Zehntausende Menschen zogen Montag Abend durch die Straßen von Rio de Janeiro, um ihren Unmut über das Bildungssystem zu zeigen. Unter die protestierenden Lehrer und Sympathisanten mischten sich auch Mitglieder des gefürchteten Schwarzen Blocks und andere gewaltbereite Gruppen. Als der Protestzug das Rathaus erreichte, flogen Molotow-Cocktails und Steine, Bankscheiben zerbrachen, ein Bus brannte, weitere wurden demoliert.
Die Polizei ging sofort mit äußerster Härte gegen die Ausschreitungen vor und reagierte mit Tränengas, Blendgranaten und Gummigeschossen, wie Latina-Press berichtete.
Die seit 46 Tagen streikenden Lehrer wollen auf die schlechten Bedingungen im Schulsystem aufmerksam machen. Dies resultiert in einer hohen Rate an Schulschwänzern und einer überschaubaren Anzahl an Abschüssen. Die Lehrer und ihre zehntausenden Unterstützer wollen eine Verbesserung der Arbeitsbedingungen und mehr Lohn. Das Durchschnittsgehalt für Lehrer beläuft sich monatlich auf 1000 Real (umgerechnet 335 Euro).
Eine an den Protesten teilnehmende Lehrerin erklärt dem Guardian, dass sie und ihre Kollegen das Bildungssystem für korrupt halten und seine Bürokratie für völlig überzogen. Heimlich sei das System immer weiter privatisiert worden, wie sie an einem Beispiel erklärt. So sind allein die Verträge mit privaten Unternehmen über die Miete von Klimaanlagen für die Schulklassen so ausgeweitet worden, dass nach Begleichen der Rechnungen kein Geld mehr für die Lehrer bliebe.

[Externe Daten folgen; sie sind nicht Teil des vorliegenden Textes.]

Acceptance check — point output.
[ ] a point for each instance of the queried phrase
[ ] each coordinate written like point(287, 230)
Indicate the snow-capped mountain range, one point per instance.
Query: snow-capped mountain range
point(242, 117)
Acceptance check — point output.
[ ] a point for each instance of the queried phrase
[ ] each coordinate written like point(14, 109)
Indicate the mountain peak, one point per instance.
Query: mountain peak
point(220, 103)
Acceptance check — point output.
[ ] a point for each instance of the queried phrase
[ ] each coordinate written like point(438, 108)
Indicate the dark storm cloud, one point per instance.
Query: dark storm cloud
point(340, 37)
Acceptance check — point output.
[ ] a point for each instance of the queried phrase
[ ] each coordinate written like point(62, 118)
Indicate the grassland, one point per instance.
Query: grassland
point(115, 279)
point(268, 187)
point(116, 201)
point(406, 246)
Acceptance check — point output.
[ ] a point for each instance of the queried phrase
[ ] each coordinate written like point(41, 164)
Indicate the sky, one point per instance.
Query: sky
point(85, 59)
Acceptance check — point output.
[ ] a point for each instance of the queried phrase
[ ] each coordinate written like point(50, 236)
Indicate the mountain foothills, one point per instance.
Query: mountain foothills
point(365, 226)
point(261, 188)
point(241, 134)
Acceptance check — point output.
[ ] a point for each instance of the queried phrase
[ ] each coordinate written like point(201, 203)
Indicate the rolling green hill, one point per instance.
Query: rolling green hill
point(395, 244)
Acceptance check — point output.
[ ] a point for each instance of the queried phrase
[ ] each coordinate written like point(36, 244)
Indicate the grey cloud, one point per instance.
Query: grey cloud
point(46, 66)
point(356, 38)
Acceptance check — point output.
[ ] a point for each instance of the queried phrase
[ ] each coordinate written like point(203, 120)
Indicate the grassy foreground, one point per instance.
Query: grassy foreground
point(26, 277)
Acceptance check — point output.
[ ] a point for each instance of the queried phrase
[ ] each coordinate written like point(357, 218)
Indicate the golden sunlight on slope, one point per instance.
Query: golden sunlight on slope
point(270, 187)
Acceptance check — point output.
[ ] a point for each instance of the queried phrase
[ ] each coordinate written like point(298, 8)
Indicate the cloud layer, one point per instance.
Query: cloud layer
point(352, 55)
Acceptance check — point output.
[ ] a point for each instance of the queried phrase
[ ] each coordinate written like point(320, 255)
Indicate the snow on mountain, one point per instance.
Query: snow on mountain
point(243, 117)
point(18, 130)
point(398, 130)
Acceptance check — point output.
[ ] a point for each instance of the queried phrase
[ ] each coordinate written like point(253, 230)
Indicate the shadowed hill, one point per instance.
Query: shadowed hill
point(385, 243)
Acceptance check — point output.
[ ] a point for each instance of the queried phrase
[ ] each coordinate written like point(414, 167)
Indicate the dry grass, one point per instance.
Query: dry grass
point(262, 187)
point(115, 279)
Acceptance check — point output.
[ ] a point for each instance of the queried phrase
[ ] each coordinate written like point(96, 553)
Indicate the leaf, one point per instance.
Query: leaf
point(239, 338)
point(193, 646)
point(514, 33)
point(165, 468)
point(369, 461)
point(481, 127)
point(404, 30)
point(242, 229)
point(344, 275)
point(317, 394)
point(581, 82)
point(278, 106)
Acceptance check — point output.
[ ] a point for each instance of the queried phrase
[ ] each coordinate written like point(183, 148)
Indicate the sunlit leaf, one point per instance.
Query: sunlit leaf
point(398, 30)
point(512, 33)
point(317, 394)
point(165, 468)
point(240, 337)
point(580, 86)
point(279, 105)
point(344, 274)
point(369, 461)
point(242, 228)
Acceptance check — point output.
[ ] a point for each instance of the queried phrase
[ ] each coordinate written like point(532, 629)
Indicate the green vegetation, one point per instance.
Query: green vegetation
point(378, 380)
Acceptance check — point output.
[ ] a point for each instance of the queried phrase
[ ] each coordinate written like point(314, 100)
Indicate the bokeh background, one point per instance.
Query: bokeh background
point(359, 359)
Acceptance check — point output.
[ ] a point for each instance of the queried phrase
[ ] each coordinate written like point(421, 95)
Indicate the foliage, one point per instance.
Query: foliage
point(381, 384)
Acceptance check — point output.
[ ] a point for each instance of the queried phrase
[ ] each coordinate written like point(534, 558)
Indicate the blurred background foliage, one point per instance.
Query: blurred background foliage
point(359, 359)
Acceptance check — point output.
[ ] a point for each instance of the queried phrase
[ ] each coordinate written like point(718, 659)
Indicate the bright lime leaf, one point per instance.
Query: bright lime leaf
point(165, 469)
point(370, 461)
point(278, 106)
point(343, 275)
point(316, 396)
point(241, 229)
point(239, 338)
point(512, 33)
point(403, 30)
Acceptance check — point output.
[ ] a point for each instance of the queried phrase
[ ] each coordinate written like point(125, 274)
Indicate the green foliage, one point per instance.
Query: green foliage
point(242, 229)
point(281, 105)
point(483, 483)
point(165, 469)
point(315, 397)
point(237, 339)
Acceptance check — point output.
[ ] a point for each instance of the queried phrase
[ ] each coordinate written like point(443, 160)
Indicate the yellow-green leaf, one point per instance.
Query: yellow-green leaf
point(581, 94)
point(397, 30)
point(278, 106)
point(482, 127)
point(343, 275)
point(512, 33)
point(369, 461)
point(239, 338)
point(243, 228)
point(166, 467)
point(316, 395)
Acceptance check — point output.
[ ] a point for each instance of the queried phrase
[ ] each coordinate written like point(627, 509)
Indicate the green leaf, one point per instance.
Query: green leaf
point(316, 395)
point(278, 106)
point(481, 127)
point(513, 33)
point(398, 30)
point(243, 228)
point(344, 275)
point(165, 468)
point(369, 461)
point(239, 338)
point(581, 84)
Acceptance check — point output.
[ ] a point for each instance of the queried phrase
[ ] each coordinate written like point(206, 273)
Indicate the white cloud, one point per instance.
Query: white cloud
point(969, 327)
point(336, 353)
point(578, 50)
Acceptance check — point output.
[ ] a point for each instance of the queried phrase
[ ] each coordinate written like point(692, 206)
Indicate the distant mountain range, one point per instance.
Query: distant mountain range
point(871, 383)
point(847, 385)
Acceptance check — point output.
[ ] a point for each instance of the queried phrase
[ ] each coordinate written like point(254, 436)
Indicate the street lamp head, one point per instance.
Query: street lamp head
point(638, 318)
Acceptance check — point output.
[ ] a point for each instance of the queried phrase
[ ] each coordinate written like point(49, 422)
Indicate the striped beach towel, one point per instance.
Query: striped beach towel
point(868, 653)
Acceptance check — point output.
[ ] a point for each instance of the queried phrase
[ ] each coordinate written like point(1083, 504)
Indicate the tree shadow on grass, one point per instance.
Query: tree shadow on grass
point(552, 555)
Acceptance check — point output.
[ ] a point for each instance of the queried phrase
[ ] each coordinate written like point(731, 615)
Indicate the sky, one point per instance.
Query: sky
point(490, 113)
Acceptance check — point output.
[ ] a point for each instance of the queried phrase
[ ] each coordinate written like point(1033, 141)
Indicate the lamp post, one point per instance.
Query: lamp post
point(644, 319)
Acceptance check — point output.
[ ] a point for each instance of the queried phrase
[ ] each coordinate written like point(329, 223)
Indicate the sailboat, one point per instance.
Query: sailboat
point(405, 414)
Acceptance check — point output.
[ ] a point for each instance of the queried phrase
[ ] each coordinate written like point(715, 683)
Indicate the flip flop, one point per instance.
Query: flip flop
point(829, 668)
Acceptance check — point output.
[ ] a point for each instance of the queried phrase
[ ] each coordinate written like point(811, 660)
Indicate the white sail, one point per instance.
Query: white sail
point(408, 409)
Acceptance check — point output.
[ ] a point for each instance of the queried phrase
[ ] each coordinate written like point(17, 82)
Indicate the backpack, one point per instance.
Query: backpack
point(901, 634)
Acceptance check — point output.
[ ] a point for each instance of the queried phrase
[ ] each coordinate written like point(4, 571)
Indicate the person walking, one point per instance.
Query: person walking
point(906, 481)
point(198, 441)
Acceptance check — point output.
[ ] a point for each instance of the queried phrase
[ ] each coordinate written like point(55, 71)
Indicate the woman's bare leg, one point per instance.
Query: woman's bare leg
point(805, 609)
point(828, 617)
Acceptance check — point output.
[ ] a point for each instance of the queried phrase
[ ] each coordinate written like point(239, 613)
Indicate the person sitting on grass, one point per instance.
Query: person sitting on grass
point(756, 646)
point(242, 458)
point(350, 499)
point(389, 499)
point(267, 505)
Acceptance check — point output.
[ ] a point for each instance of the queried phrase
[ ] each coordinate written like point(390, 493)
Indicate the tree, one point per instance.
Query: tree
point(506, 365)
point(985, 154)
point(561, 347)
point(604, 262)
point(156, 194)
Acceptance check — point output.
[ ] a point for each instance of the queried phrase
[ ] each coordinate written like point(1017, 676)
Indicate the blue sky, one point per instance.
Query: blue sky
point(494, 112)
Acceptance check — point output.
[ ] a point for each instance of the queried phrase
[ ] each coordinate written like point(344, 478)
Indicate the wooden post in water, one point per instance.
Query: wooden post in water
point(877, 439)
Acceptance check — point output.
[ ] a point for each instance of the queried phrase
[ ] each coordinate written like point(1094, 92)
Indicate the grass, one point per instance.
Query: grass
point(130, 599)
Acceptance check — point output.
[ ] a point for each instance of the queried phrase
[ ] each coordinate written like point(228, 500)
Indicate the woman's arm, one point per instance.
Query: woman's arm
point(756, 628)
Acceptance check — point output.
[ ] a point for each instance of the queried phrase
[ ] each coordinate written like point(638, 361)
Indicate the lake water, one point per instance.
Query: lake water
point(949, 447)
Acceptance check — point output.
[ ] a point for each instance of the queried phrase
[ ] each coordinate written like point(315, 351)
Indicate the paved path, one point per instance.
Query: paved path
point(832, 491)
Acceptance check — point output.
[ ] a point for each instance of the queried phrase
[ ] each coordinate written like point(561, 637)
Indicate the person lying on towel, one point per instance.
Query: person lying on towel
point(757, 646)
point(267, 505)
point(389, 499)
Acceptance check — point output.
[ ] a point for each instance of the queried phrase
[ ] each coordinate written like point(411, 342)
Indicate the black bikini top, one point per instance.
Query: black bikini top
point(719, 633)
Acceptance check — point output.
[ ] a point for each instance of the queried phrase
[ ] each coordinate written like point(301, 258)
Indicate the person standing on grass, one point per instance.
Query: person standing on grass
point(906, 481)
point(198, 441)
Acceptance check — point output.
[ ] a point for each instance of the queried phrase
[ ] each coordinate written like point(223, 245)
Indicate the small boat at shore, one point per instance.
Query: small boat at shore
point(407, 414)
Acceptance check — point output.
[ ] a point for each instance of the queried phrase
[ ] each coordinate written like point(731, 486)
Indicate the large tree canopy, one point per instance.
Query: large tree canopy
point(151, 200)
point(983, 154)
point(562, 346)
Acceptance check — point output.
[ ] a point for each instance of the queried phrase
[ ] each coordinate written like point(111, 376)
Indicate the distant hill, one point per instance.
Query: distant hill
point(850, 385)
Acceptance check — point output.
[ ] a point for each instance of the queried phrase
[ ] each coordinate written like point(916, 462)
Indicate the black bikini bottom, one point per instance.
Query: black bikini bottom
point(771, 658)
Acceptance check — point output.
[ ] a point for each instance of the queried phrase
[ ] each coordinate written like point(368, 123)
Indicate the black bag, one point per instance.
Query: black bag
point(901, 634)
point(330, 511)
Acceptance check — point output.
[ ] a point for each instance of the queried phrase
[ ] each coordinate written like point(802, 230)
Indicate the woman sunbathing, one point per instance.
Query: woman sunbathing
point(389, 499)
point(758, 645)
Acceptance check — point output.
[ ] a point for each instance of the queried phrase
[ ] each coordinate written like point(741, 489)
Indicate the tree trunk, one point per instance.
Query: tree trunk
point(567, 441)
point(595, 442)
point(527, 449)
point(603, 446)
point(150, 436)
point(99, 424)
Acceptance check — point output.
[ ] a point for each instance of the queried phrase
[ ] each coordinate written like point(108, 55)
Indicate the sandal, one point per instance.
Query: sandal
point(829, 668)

Deswegen gibt sich die Lehrerschaft auch nicht mit einem Angebot des Bürgermeisters von Rio de Janeiro, Eduardo Paes, zufrieden. So soll es eine Gehaltserhöhungen nur für Lehrer geben, wenn diese Vollzeit an einer Schule unterrichten, was aber für einen Großteil nicht möglich ist. Manche unterrichten bis zu zehn Fächer und das jeweils an anderen Schulen. Die Lehrerschaft verlangt deswegen eine umfassende Reform des Bildungssystems.
Der eigentliche Protest der Lehrer begann vor mehr als sechs Wochen, mit einer Gruppe Lehrer, die sich selbst Tropa de Prof (Lehrer-Truppe) nennt. Dazu gesellten sich immer mehr Sympathisanten, die die Zustände im Bildungssystem für unzumutbar hielten. Aber letzte Woche kam es zu Ausschreitungen mit der Polizei – mindestens 15 Personen wurden verletzt.
Aus diesem Grund gingen die Menschen diesmal vermehrt mit Motorradhelmen zu den Protesten, der diesmal am Rathaus eskalierte. Eine weitere Lehrerin erklärt gegenüber Medien, dass sie vermutet, dass die meisten Demonstranten keine Lehrer seien. Noch nie sei die Gesellschaft so mobilisiert gewesen wie jetzt.
Es fiel auch schon im Zusammenhang mit den Protesten der Begriff des Brasilianischen Frühlings. Es geht um den Wunsch, dass öffentliche Gelder nicht in den Sport gesteckt werden, sondern in Ausbildung, Gesundheit und Infrastruktur. Oder wie eine Englischlehrerin gegenüber AlJazeera zu bedenken gibt: Wenn das Land so viel Geld für die Weltmeisterschaft und Olympia hat, wo ist dann das Geld für Bildung und Gesundheit?
Was im Frühjahr als Demonstration gegen die Erhöhung von Fahrpreisen begann, wuchs zum landesweiten Protest. Rund um den Confederations Cup, der Generalprobe zur Fußball-Weltmeisterschaft, gingen hunderttausende Menschen in ganz Brasilien auf die Straße, um gegen die Eventausgaben der Regierung zu demonstrieren, die laufend höher werden als am Anfang versprochen.
Fünf der zwölf Stadien für die WM 2014 werden umgebaut, die restlichen gleich ganz neu errichtet. Allein der Umbau des berühmten Maracana-Stadion in Rio de Janeiro, in dem das WM-Finale stattfinden wird, kostet 425 Millionen Euro, mehr als doppelt so viel wie veranschlagt. Zwei Jahre später findet dort die Eröffnung der Olympischen Sommerspiele statt.